Magazine Culture
Choisir, pour un premier film, d’adapter en images de synthèse l’entêtant et sombre La Nuit des enfants rois de Bernard Lenteric- narrant les tourments d’une bande d’ados surdoués et exclus de la société- était un pari un peu fou, osé, courageux. Antoine Charreyron se montre-t-il à la hauteur du challenge ? Oui, … et non. Oui, parce que l’univers qu’il a créé est soigné et crédible, empruntant un peu partout (comics US, mangas japonais, jeux vidéos) pour mieux recracher sa singularité sur la table. Oui, encore, parce qu’il a su transposer l’action (en France) et l’époque (les années 80) dans un New-York contemporain, et un monde gangréné par de nouveaux maux (les télés réalités, le capitalisme, le conformisme social).
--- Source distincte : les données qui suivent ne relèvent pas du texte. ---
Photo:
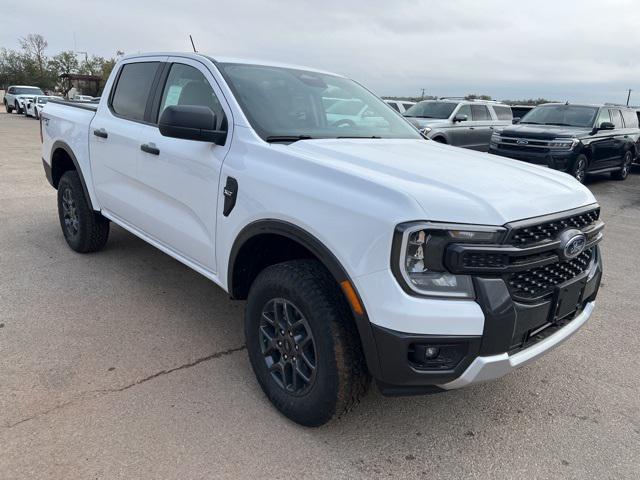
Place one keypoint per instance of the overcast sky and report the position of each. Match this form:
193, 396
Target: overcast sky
559, 49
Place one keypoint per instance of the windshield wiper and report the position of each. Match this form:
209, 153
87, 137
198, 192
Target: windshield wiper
372, 136
287, 138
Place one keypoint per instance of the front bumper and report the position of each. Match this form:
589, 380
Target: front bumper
558, 160
513, 334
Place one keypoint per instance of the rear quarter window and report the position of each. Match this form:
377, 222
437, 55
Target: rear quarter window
132, 90
630, 118
503, 113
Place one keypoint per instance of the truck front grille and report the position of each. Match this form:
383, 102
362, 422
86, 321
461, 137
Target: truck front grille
528, 235
539, 282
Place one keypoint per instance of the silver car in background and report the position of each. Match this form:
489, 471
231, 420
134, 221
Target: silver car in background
462, 123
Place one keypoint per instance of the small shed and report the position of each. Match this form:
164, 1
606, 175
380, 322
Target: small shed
84, 84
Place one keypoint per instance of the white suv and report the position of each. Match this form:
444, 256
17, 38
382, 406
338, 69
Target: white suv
462, 123
361, 249
17, 95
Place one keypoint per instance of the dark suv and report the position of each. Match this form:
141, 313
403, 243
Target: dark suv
577, 139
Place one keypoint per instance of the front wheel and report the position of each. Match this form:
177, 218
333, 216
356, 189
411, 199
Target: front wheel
623, 173
84, 230
579, 170
303, 344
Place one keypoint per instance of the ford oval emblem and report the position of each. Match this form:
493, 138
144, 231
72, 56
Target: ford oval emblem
572, 243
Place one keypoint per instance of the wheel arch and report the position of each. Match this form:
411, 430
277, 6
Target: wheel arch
243, 269
62, 160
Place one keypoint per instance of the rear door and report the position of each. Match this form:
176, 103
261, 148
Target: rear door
178, 180
480, 128
114, 137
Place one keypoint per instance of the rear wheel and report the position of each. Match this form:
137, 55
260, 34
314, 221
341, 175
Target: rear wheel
303, 344
84, 230
623, 173
579, 170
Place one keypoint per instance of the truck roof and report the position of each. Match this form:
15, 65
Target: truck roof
250, 61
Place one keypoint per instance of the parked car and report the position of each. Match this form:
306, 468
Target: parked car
34, 106
400, 105
16, 96
361, 250
573, 138
463, 123
520, 111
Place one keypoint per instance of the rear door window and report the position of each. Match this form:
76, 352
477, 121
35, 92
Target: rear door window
131, 93
480, 113
616, 118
Oui, enfin, parce que la technique est maîtrisée (3D solide, motion capture pour plus de véracité, violence graphique pour ne rien édulcorer). Et pourtant, The Prodigies ne convainc qu’à moitié.
L’erreur est à chercher dans le fond, qui prend pas mal de libertés avec le bouquin et s’éloigne- jusqu’au final massacré- des thématiques qui faisaient tout le sel, toute la noirceur, toute la radicalité du roman de Lenteric. Pourquoi avoir doté les adolescents de pouvoirs surnaturels par exemple ? Les œuvres se basant sur ce parallèle (différence/pouvoirs magiques) défilent par milliers sur les écrans ! (X-Men en chef de file, Harry Potter, Numéro 4, etc.). Pourquoi choisir de montrer le viol de la jeune fille et de fermer les yeux sur sa liaison avec son mentor Jimbo ? (essentielle dans le livre). Pourquoi ces transformations manichéennes finales ? Ouvertes à une suite ? Charreyron se réclame de la french team (entouré par de beaux noms : Kassovitz donne de la voix, les scénaristes de Renaissance prêtent leurs stylos) et dénonce, au travers du récit adapté, ce dans quoi- ironiquement !- il finit par se vautrer : les contraintes et figures imposées d’une américanisation de masse.